Open up the lunar image and measure the length of a shadow. Just use the x,y coordinate. Convert the pixel to angular distance in the sky and then into kilometers using the distance to the moon and the small angle equation. (Use the Range recorded before.)
To check your conversion from pixel to distance on the lunar surface is correct, pick several craters in the image with sharp, well-defined rims or walls. Measure and record the size of these craters in their longest dimension (which will probably be top-to-bottom). Calculate their sizes. Compare them with a list of known sizes.
If your image covers an area near the center of the lunar disk (i.e. a spot midway between the northern and southern limbs, and midway between the eastern and western limbs), then you should find your crater sizes to be close to that listed, but if your image shows an area far from the middle of the disk, then it will be tilted -- the lunar surface is not face-on to the camera. In that case, you will have to make a correction for the fact you are seeing the crater tilted.
How do we correct for this tilt? Envision the moon and you looking at it:
In the picture below you are viewing two shadows. Each shadow is the same size [42 pixels]. You see the entire 42 pixel length of the one in the center of the moon but the one closer to the edge (limb) of the moon measures only 35 pixels.

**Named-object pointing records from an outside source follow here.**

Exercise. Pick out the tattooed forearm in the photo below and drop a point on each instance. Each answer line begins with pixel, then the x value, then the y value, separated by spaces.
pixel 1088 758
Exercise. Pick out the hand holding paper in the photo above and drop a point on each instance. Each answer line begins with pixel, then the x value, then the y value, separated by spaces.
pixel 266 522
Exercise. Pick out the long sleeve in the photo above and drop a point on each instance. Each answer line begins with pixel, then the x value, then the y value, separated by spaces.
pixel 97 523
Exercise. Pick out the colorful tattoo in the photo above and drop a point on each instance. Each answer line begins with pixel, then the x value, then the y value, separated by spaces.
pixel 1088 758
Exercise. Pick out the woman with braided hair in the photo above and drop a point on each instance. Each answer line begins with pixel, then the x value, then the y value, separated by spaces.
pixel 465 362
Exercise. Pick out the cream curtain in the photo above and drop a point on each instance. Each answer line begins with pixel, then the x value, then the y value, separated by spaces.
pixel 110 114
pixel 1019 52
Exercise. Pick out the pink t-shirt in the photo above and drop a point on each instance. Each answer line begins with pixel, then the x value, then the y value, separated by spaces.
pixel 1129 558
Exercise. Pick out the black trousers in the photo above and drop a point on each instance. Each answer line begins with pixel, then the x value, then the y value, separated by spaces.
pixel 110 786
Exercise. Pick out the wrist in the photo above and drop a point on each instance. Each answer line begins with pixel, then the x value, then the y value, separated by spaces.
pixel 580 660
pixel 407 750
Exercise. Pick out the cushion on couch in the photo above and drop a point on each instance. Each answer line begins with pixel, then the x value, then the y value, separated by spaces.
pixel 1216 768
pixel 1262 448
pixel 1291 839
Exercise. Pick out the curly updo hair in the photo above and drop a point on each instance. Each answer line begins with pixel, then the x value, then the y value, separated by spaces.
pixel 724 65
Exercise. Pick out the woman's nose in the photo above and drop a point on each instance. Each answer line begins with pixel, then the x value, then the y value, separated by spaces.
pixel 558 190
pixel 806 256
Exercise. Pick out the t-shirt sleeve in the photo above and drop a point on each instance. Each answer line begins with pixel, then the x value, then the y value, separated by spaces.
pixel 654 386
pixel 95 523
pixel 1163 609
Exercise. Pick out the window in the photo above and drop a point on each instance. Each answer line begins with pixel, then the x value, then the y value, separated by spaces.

Thus a picture of center of the lunar disk has little or foreshortening because the lunar surface is roughly face-on to the camera. But a picture of any other area will be tilted with respect to the camera; the closer the area is to the limb of the moon, the larger the tilt.

You will need to correct for this foreshortening.
Use the lunar latitude and longitude of your mountain in the following formula:
tilt correction factor = 1/ (cos(latitude) x cos(longitude))
The correction factor is always larger than 1. Multiply your shadow length (in km) by this factor, to get the corrected shadow length (also in km).
As a check, use this same factor to correct the measured diameters of craters in your image; compare to the known diameters of the craters. How close are your measurements to the listed diameters?
Now you know the size of the shadow you can find the height of the mountain, - if you know the angle of the Sun. See the figure below
The simplest way to the sun angle is to measure the number of degrees
between the feature and the terminator (as long as they are less than 90
degrees apart) and multiply by 0.01*(100 - |feature latitude) as a substitute
for the solar angle.
Sun angle = (feature longitude -terminator longitude) x .01 x (100 - |feature latitude|)
Shadows are prominent (and most easily measured) when the local solar angle is about 15 degrees or less.
Calculate the height of your feature.
height = shadow length x tan (Sun angle)
Can you find another source, which lists the height of your mountain, or other pictures of your mountain? SeeThe description of your mountain should have its location, name (if you know it) and a run-down on how you go its height. You might even include a sketch.
Be sure to answer all the questions above.
When you find the official values or other information, like the height of Brasstown Bald, you need to say where you got the information - reference, URL, etc.